L'intervention terminée, je suis installée en salle de réveil. Je ne sens pas encore mes membres inférieurs. Je dois donc attendre que l'anesthésie se dissipe pour pouvoir bouger de nouveau mes orteils. Un peu plus tard, une aide soignante m'annonce que l'opération s'est bien passée et qu'après auscultation, je peux maintenant remonter dans ma chambre.
Le lendemain matin, une infirmière vient me voir pour faire le point avant mon départ. Elle me demande de marcher. Seulement, je n’arrive pas à prendre appui sur ma jambe. Même sur la pointe du pied, c'est très douloureux. Je dois poser mon pied entièrement et y mettre tout mon poids. En fin de matinée, ma mère vient me chercher. Heureusement, j'ai prévu des béquilles sinon je pense que je serais partie à cloche-pied !

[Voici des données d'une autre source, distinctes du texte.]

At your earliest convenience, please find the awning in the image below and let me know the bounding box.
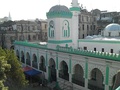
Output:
[23,66,42,76]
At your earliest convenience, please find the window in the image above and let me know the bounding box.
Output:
[90,25,92,30]
[82,16,84,21]
[83,34,84,38]
[84,47,87,50]
[108,32,111,37]
[94,25,96,30]
[28,35,31,40]
[102,48,104,52]
[91,69,97,80]
[110,49,113,53]
[82,24,84,30]
[119,32,120,36]
[87,25,89,30]
[94,48,96,51]
[45,24,47,29]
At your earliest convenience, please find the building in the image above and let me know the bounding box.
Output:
[0,20,43,49]
[14,0,120,90]
[79,9,98,39]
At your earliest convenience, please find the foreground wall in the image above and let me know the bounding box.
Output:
[15,45,120,90]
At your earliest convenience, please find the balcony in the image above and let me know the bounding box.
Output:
[21,57,25,63]
[32,61,38,69]
[72,74,84,87]
[59,70,69,81]
[26,59,31,66]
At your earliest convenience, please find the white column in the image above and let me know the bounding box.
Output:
[56,70,59,79]
[72,11,79,49]
[69,73,72,82]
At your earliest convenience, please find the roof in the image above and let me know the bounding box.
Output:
[49,5,70,12]
[46,5,72,18]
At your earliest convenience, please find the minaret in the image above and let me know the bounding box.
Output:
[72,0,79,7]
[8,12,12,21]
[70,0,80,49]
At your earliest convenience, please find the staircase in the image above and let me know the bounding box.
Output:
[58,78,73,90]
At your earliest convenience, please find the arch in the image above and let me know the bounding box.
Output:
[88,68,104,90]
[39,56,46,72]
[21,51,25,63]
[49,58,57,82]
[72,64,84,86]
[32,54,38,68]
[88,65,105,79]
[10,45,14,50]
[59,61,69,81]
[26,52,31,65]
[62,20,70,37]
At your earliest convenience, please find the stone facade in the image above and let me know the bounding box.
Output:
[0,20,47,49]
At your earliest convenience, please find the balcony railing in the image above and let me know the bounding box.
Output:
[59,70,69,81]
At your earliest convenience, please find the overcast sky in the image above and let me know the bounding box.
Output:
[0,0,120,20]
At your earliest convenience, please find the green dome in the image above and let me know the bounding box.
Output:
[46,5,72,18]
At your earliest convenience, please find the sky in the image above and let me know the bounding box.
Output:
[0,0,120,20]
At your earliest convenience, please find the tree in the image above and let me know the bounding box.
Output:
[0,56,10,90]
[0,48,28,90]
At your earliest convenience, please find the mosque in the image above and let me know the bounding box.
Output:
[14,0,120,90]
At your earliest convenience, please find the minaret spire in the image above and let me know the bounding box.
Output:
[72,0,79,7]
[8,12,12,21]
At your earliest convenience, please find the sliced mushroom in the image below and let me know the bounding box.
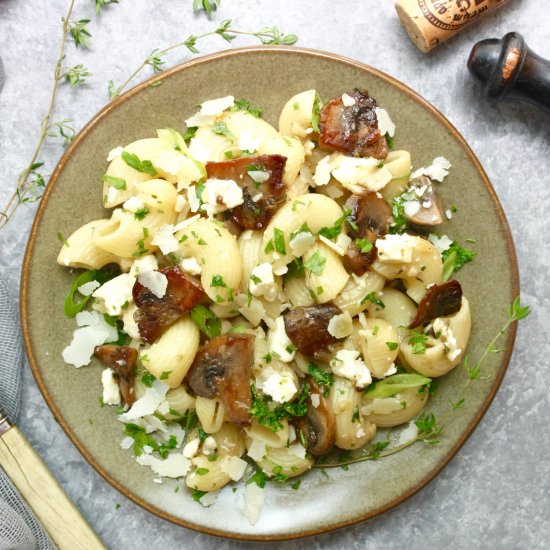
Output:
[206,155,286,229]
[132,267,205,344]
[187,334,255,427]
[344,191,391,276]
[409,279,462,328]
[295,376,336,456]
[405,176,444,226]
[94,344,138,406]
[283,303,342,357]
[319,90,388,159]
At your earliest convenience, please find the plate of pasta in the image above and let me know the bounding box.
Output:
[22,47,518,540]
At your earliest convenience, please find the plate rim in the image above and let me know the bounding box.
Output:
[19,45,520,542]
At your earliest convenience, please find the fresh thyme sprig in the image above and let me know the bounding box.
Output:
[94,0,118,16]
[108,19,298,99]
[193,0,221,15]
[69,19,92,48]
[313,296,531,468]
[0,0,78,229]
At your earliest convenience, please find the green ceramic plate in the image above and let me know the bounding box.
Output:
[21,47,518,540]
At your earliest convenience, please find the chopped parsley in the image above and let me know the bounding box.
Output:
[273,227,286,254]
[231,99,263,118]
[307,363,334,397]
[355,239,373,254]
[304,252,327,275]
[442,241,477,281]
[212,120,235,141]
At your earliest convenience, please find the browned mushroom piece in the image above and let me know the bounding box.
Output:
[283,303,342,357]
[294,376,336,456]
[132,267,205,344]
[319,90,388,160]
[206,155,286,229]
[407,176,444,226]
[409,279,462,328]
[94,344,137,406]
[187,334,255,427]
[344,191,391,275]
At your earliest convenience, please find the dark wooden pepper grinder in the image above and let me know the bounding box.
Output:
[468,32,550,112]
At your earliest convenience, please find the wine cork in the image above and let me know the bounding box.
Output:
[395,0,507,53]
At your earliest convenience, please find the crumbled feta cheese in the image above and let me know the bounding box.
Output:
[376,234,414,263]
[246,439,267,462]
[120,437,134,450]
[411,157,451,181]
[267,317,296,363]
[122,197,145,213]
[78,281,101,296]
[202,435,217,456]
[319,235,346,256]
[330,349,372,389]
[183,437,201,458]
[101,369,120,405]
[262,373,298,403]
[130,254,159,278]
[397,420,418,445]
[376,107,395,137]
[327,311,353,338]
[107,145,124,162]
[428,233,453,254]
[249,262,278,302]
[92,273,134,316]
[201,178,244,216]
[200,95,235,116]
[118,380,169,422]
[63,311,118,368]
[180,258,202,275]
[174,195,187,213]
[288,231,315,258]
[155,149,182,176]
[136,453,191,478]
[244,483,265,525]
[313,156,332,187]
[151,223,179,256]
[403,201,421,218]
[433,317,462,361]
[342,94,356,107]
[238,130,262,154]
[220,456,248,481]
[189,138,213,163]
[138,271,168,298]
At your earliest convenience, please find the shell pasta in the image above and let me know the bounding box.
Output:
[57,89,471,524]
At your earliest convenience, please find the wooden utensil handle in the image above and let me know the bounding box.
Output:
[0,426,105,550]
[468,32,550,112]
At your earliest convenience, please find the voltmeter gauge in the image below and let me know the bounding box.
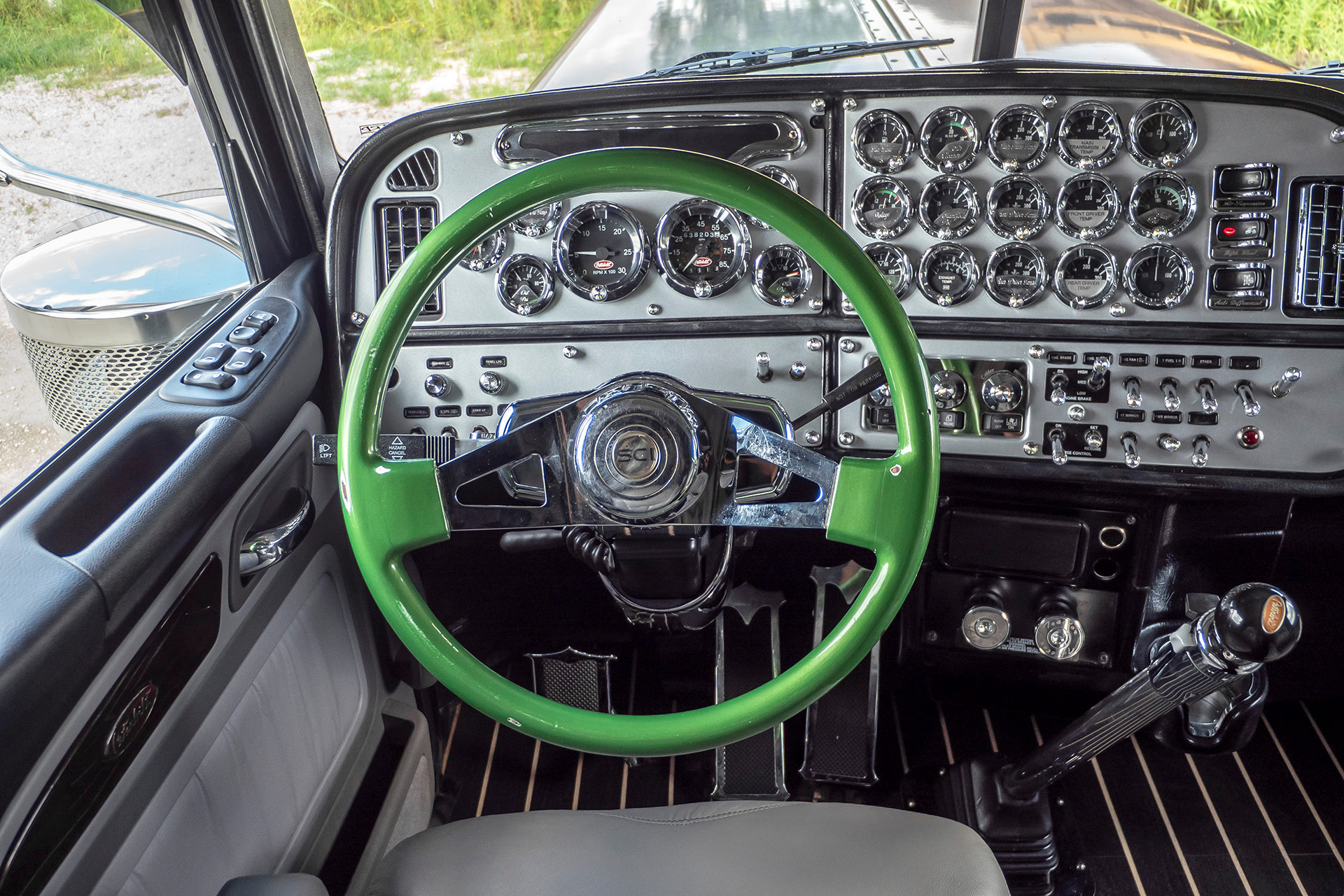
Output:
[985,105,1050,172]
[1128,171,1198,239]
[751,243,812,307]
[985,174,1055,241]
[985,243,1050,307]
[495,255,555,317]
[1125,243,1195,310]
[916,243,980,307]
[919,174,980,239]
[1129,99,1199,168]
[849,176,910,239]
[554,202,649,302]
[653,199,751,298]
[1055,243,1119,310]
[1055,174,1121,239]
[919,106,980,174]
[1055,102,1125,171]
[457,230,508,272]
[853,108,916,174]
[863,243,913,298]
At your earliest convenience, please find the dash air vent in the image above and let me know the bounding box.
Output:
[374,199,444,316]
[387,148,438,192]
[1284,177,1344,317]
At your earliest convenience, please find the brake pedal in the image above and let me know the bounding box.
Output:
[799,561,882,788]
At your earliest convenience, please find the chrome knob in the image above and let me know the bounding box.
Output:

De retour chez moi, je contacte le kinésithérapeute qui me suit depuis mon accident pour que, dans un premier temps, ma rééducation se fasse à mon domicile. Pour mes soins, une infirmière passe tous les jours pour me faire une piqûre afin d’éviter une phlébite et changer mon pansement.
Mon quotidien n'est pas évident. Je n'arrive toujours pas à prendre appui sur ma jambe. Les déplacements dans la maison sont limités. Le matin au lever, je fais un maximum de choses à l'étage avant de prendre mon petit déjeuner. Je descends l'escalier sur les fesses. Une fois en bas, j'espère ne rien avoir oublié, car je ne remonterai que le soir pour aller me coucher !
Quelques jours s'écoulent et je peux enfin poser mon pied et me déplacer plus facilement grâce à la rééducation.
Les semaines passent, je reste fatiguée. J’ai du mal à récupérer. Toutes les personnes autour de moi me disent "c'est normal, il faut que ton corps digère l'anesthésie". Je pense la même chose, mais je veux que cela s'arrange vite !
Mon objectif est de retrouver l'aisance de mon genou et de reprendre rapidement le travail. Je ne comprends pas pourquoi je n'arrive pas à le plier. La douleur est moins intense, mais je sens comme un blocage à l'intérieur. J'en parle au kiné pour qu'il me rassure. Pour certaines personnes la récupération peut être plus longue, il faut être patiente. J'en informe également mon médecin lors d'un rendez-vous, elle me répond la même chose. Mon arrêt de travail est prolongé. Je n'arrive toujours pas à conduire puisque ma jambe est raide. Je poursuis ma rééducation avec entrain et espère une amélioration prochaine.
De plus en plus, je ressens le besoin de me changer les idées et de voir du monde. Chez moi je tourne en rond, je suis seule toute la journée. Le temps est maussade, il fait froid et il pleut souvent. Cela ne remonte pas mon moral. J'attends patiemment le soir pour parler avec mes enfants et mon mari. Cela me distrait un peu car, pour ma part, je n'ai pas grand chose à raconter.
Après plusieurs semaines d'arrêt, enfin une amélioration, je peux plier mon genou à environ 40°. Même si ma fatigue est toujours là, je vais pouvoir reprendre le travail. Heureusement que ma nouvelle voiture a une boite automatique, je n'ai pas besoin de solliciter ma jambe gauche pour appuyer sur l'embrayage.